Col Maclaren replied,

“Dear Paymaster,

Thank you for your recent letter confirming that I served as an officer in the Royal Scots Dragoon Guards between 1st February 1366 and 1st March 2001 – a total period of 635 years and 1 month. I note however that you have calculated my lump sum to be £68,500, which seems to be considerably less than it should be bearing in mind my length of service since I received my commission from King Edward III.

By my calculation, allowing for interest payments and currency fluctuations, my lump sum should actually be £6,427,586,619.47.

I look forward to receiving a cheque for this amount in due course.

Yours sincerely,

Robert Maclaren (Lt Col Retd)

     A month passed by, and then in early April, a stout manilla envelope from the Ministry of Defence in Edinburgh dropped through Col. Maclaren’s letter box. It read:

“Dear Lt Colonel Maclaren,

We have reviewed the circumstances of your case as outlined in your recent letter to us dated 8th March inst. We do indeed confirm that you were commissioned into the Royal Scots Dragoon Guards of the British Army by King Edward III at Edinburgh Castle on 1st February 1366 and that you served continuously for the following 635 years and 1 month. We have re-calculated your pension and have pleasure in confirming that the lump sum payment due to you is indeed £6,427,586,619.47.
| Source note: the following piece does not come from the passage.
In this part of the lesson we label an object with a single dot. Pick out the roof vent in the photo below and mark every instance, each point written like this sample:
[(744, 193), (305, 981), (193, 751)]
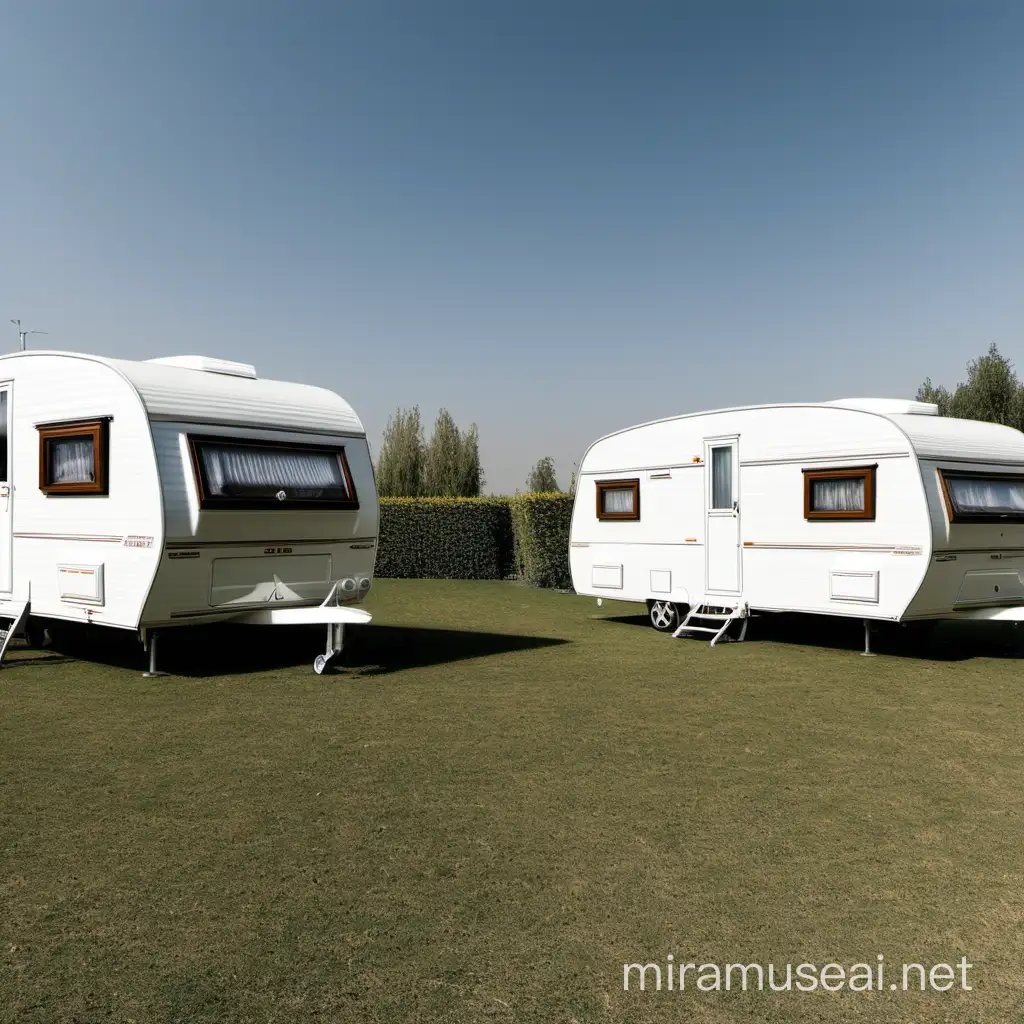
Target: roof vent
[(888, 407), (208, 365)]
   However, we also note that according to our records, you are the only surviving officer who had command responsibility during the following campaigns and battles:

The Wars of the Roses 1455 -1485 (including the battles of Bosworth Field, Barnet, and Towton), The Civil War 1642 -1651 (including the battles Edge Hill, Naseby, and the conquest of Ireland), The Napoleonic War 1803 – 1815 (including the battle of Waterloo and the Peninsular War), The Crimean War (1853 – 1856) (including the battle of Sevastopol and the Charge of the Light Brigade), The Boer War (1899 -1902).

   We would, therefore, wish to know what happened to the following, which do not appear to have been returned to the British Army Stores by you on completion of operations:

9765 Cannon

26,785 Swords

12,889 Pikes

127,345 Rifles (with bayonets)

28,987 horses (fully kitted)

Plus three complete marching bands with instruments and banners.

   We have calculated the total cost of these items and they amount to £6,427,518.119.47. We have therefore subtracted this sum from your lump sum, leaving a residual amount of £68,500, for which you will receive a cheque in due course.

Yours sincerely . . . .”

     In case you didn’t notice, the original letter from the British Army stated, presumably incorrectly, that Col. Maclaren was commissioned on February 1, 1366.

     I promise to document more instances of irreverent humour. We need far more of it to keep us humble and sane.